TV News, along with nine other institutions, hit a record low Confidence Score in 2022. TV News, was introduced to the Gallup survey in 1993 when it had a Confidence Score of 46—a time when CNN was beginning to show the influence of 24/7 cable news after decades of reliance on the three major broadcast networks, (TV News is one of six institutions which has never had a majority Confidence Score in the Gallup survey, including Congress, Organized Labor, the Criminal Justice System, Big Business, and Large Tech (the last introduced in 2020).
You might think that the greater availability of news on cable television (and the lengthening of nightly network newscasts from 15- to 30-muntes) might increase confidence, but if you look at the timeline in Part 3, TV News shows a very steady erosion in confidence since 1993, more like Organized Religion than Congress (which has gone down in similar extent, but with more upward bumps along the way).
Not surprisingly, the greatest demographic difference, as has been the case with other institutions, is found in Party ID and Ideology.
For 2022, Democrats showed a Confidence Score of 20 against 8 for both Republicans and Independents, with Overall Confidence of 71 (compared to 32 for Republicans and 40 for Independents). By Ideology, Conservatives still show about half the confidence of Liberals, but Moderates move closer to the Liberal position. As with Newspapers, the decidedly more negative view of Republicans and Conservatives affirms the widely held view of a liberal media bias. It is interesting, however, that Independents are more aligned with Republicans on Party ID and Moderates with Liberals on Ideology.
It could be argued that it is the Republican/Conservative bias against the mainstream media that is dragging down confidence over time, yet the decline has been steady and even the Confidence Score for Democrats and Liberals is
no more than 20%. Looking at Overall Confidence (including Some), only Females, Non-whites, Democrats and Liberals reach or exceed a majority (the strongest being Democrats at 71%).
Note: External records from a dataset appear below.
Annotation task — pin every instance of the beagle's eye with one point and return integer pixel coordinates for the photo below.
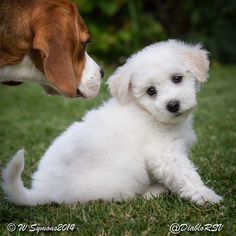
(176, 79)
(151, 91)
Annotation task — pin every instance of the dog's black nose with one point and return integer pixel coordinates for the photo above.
(101, 72)
(173, 106)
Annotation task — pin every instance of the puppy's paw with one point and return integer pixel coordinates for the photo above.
(205, 196)
(154, 191)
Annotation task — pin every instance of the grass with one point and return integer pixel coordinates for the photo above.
(31, 120)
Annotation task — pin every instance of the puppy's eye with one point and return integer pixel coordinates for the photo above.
(151, 91)
(176, 79)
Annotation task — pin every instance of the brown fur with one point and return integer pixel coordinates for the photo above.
(51, 32)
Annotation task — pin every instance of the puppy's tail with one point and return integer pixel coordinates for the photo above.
(13, 185)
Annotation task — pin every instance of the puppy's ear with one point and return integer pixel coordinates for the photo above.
(196, 60)
(120, 83)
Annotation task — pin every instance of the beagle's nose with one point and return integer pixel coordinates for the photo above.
(101, 72)
(173, 106)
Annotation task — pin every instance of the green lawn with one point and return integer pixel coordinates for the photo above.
(32, 120)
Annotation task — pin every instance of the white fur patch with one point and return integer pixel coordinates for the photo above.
(132, 145)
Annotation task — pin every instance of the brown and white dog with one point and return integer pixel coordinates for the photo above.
(45, 41)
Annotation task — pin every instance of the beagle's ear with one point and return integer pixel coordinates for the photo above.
(57, 59)
(196, 60)
(120, 84)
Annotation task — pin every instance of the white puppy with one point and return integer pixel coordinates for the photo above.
(137, 143)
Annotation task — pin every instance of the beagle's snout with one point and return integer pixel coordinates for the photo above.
(173, 106)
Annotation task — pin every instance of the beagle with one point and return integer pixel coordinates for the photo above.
(44, 41)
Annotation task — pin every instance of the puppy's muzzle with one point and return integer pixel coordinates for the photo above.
(173, 106)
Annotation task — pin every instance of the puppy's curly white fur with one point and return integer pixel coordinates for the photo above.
(137, 143)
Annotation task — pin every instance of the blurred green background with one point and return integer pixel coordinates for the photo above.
(121, 27)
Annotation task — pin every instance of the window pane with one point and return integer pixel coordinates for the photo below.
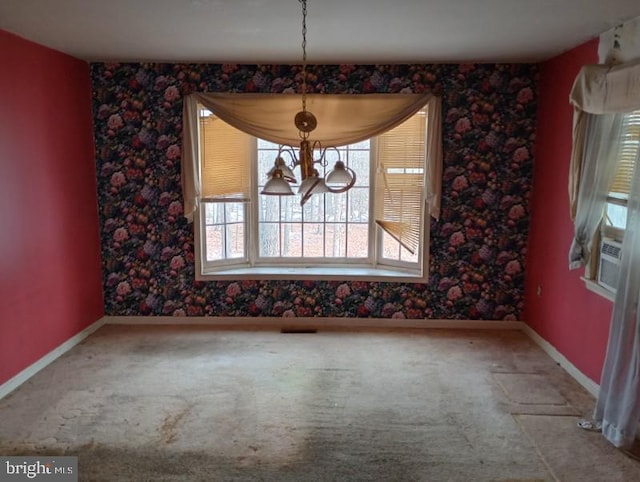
(290, 208)
(269, 239)
(214, 213)
(235, 240)
(291, 239)
(390, 247)
(269, 208)
(313, 210)
(361, 145)
(336, 207)
(358, 241)
(616, 216)
(214, 243)
(313, 240)
(359, 162)
(359, 205)
(335, 239)
(234, 212)
(262, 144)
(405, 255)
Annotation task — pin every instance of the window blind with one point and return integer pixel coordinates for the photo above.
(226, 155)
(400, 184)
(628, 153)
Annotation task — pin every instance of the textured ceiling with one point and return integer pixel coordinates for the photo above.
(339, 31)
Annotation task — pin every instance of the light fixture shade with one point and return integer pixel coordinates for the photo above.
(277, 186)
(339, 176)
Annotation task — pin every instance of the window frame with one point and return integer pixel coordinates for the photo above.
(372, 268)
(591, 274)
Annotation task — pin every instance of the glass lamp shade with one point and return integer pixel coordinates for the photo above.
(277, 186)
(339, 176)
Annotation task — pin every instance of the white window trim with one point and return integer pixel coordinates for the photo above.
(366, 269)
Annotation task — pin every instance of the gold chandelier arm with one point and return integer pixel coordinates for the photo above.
(348, 186)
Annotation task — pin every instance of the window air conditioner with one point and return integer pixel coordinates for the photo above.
(609, 264)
At the same time, six in ten Republicans and Conservatives show Very Little confidence in TV News (62% and 61%), as well as majorities of Males, Whites, those under 55, and Independents. By education, those with College education have a slight majority of Very Little (52%) but both Grad and Less then college are just under, at 49% each (within the margin of error)- showing that education level is the weakest indicator of confidence in TV News.
Congress has been at the bottom of confidence for some time. It's record low of 7 in 2022 is 35 points off its high of 42 when the Gallup survey started in 1973 and 14 points lower than its median Confidence Score of 24. Overall Confidence in 2022 was 42—the Confidence Score in 1973—with 54% of respondents expressing Very Little confidence.
While the Confidence Score for Democrats is twice that of Republicans (10 to 5), the number is so low as to be of minimal significance. More significant is Some approaching majority levels for Democrats and those under age 35. The strongest Very Little in 2022 came from two-thirds of Republicans (67%) and nearly that proportion of Conservatives (64%).. On the other hand, the only cohorts with less a majority of Very Little in 2022 were Non-whites, those under 35, those with Graduate education (just under a majority at 49), Democrats and Liberals—though Party ID and Ideology are the most likely to flip, depending on the composition of a particular Congress.